Hollywood’s track record for adapting the works of venerable sci-fi author Philip K. Dick has been truly spotty. While “Blade Runner” and — to a lesser degree — “Total Recall” are influential classic entries in their genre, and “Minority Report” was one of Spielberg’s better films of the past decade, bargain bins are littered with some of the more pathetic attempts at translating the author’s celebrated speculative fiction. Anyone remember “Paycheck,” “Next,” “Screamers” or “Impostor?” Oy vey, how I wish I could forget…
Now, we have a glossy glimpse at the latest attempt, “The Adjustment Bureau,” on-line and ready for your judgment. The flick features Matt Damon as a politician who finds his love affair with a British ballerina (Emily Blunt) threatened by a quartet of mysterious dudes (led by Zod himself, Terence Stamp) in sweet hats. Seems that all human beings have set life-courses and Damon’s character has somehow wandered off track, disrupting the notion of order in the universe and perhaps proving that Free Will is achievable, albeit with potentially deadly consequences.
Although some of my more specific questions regarding this potentially silly premise aren’t answered by the trailer – which instead wisely plays up the more marketable thriller elements – there’s definitely plenty of potential for heady exploration of some involving philosophical concepts and ideas amidst all the running and stirring romantic drama. The film is directed by first-time helmer George Nolfi, whose main background is in screenwriting, having co-penned “The Bourne Ultimatum,” “Ocean’s Twelve” and “The Sentinel.” While none of those efforts are particularly confidence-inspiring (“Ultimatum,” a good film, was largely achieved through improv and moments discovered on-set) they are at least not totally terrible. Hopefully this proves to be the passion project that allows him to show the world what he can really do.

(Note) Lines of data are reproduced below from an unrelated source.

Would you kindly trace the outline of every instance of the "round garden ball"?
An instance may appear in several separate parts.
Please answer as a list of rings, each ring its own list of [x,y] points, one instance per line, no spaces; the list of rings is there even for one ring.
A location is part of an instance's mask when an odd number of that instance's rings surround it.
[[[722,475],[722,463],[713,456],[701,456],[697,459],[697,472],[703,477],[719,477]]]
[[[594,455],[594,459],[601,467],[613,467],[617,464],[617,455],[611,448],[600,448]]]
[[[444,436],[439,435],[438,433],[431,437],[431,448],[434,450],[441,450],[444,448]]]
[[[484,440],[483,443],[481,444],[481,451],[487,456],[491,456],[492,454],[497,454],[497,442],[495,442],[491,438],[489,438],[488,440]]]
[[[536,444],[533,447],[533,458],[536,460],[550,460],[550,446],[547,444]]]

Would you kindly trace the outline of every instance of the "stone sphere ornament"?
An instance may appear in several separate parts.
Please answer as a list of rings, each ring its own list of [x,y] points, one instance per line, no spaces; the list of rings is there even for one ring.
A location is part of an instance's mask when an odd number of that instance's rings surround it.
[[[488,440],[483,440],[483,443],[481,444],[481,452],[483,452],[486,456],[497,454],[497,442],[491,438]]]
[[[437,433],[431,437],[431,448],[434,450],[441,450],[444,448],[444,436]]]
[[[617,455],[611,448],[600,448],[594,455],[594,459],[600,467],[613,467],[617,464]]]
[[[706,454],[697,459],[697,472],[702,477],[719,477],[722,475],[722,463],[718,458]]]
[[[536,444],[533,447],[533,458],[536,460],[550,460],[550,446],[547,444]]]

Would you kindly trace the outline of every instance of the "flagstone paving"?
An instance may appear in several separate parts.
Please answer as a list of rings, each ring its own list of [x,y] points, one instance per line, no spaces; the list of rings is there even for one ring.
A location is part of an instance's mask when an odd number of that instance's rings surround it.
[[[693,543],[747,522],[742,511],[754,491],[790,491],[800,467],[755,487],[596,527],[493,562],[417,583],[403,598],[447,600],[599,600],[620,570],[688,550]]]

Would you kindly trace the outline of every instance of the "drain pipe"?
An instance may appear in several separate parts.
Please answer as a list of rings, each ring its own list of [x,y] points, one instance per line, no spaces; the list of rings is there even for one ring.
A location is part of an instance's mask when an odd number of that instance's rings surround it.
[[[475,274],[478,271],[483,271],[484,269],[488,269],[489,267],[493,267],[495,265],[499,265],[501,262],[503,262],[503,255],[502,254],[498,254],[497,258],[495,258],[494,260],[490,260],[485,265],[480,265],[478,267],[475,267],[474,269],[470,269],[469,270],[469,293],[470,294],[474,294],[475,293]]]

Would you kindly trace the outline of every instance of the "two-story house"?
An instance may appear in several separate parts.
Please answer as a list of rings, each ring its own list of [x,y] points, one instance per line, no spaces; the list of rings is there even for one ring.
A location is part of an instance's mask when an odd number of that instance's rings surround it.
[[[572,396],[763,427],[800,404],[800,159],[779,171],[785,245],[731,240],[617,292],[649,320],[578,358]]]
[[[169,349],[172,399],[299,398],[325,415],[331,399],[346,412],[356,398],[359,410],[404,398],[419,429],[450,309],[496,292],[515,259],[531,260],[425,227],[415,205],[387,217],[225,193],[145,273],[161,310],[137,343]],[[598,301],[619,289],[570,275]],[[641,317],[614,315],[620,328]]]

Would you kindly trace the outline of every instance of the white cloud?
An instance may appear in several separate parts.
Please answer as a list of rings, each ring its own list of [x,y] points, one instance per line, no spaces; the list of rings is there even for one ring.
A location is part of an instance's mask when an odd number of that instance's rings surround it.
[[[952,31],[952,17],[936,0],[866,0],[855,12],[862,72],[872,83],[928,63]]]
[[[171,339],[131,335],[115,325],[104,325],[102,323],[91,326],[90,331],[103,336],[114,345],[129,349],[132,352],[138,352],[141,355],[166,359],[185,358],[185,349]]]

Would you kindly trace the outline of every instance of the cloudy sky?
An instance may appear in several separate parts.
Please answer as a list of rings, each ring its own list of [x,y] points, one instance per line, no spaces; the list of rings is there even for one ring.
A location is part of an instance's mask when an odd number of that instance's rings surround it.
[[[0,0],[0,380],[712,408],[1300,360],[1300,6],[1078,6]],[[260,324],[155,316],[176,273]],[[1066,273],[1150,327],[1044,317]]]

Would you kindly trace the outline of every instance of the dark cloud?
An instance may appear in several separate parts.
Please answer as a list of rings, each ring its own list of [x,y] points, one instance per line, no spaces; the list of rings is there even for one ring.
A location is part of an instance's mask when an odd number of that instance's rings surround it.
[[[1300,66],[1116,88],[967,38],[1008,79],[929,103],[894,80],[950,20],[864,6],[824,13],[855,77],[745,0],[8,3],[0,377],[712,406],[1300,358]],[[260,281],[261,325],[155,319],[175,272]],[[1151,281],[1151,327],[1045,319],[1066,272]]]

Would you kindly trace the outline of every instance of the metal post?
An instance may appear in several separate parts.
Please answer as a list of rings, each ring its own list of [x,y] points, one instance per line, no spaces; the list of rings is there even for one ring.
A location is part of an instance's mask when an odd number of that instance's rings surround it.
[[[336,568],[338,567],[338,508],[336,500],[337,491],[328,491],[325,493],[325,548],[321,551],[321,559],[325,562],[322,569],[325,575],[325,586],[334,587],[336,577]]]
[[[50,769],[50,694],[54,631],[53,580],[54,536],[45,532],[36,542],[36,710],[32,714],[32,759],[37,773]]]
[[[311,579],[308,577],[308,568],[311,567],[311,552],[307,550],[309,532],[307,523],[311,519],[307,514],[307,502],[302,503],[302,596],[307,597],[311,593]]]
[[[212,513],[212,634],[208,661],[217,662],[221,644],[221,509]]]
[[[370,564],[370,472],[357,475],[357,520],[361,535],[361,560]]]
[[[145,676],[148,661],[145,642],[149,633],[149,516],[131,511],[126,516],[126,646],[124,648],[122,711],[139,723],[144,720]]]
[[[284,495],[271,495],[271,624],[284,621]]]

It’s also worth noting that Damon has proven to have an uncanny eye for choosing stellar projects, and doing wonderful work in them, and the talented and mighty easy-on-the-eyes Blunt is just waiting for that ideal cinematic venture to launch her up to the next level of stardom.
Although I must confess that this trailer somewhat reminded me of the ad spots for Richard Kelly’s “The Box” — a great premise distorted into a bewilderingly convoluted mess if ever there was one — it also exuded some of the same vibes as Alex Proyas’ sorely underrated “Dark City.” I have a sneaking suspicion that “The Adjustment Bureau” likely won’t fall into the same crippling traps as the former and, if the pieces fall successfully into place, may even prove to be as cool as the latter. And, hey, even if it winds up failing spectacularly, judging from John “The Thin Red Line” Toll’s cinematography, it’ll at least look gorgeous doing so.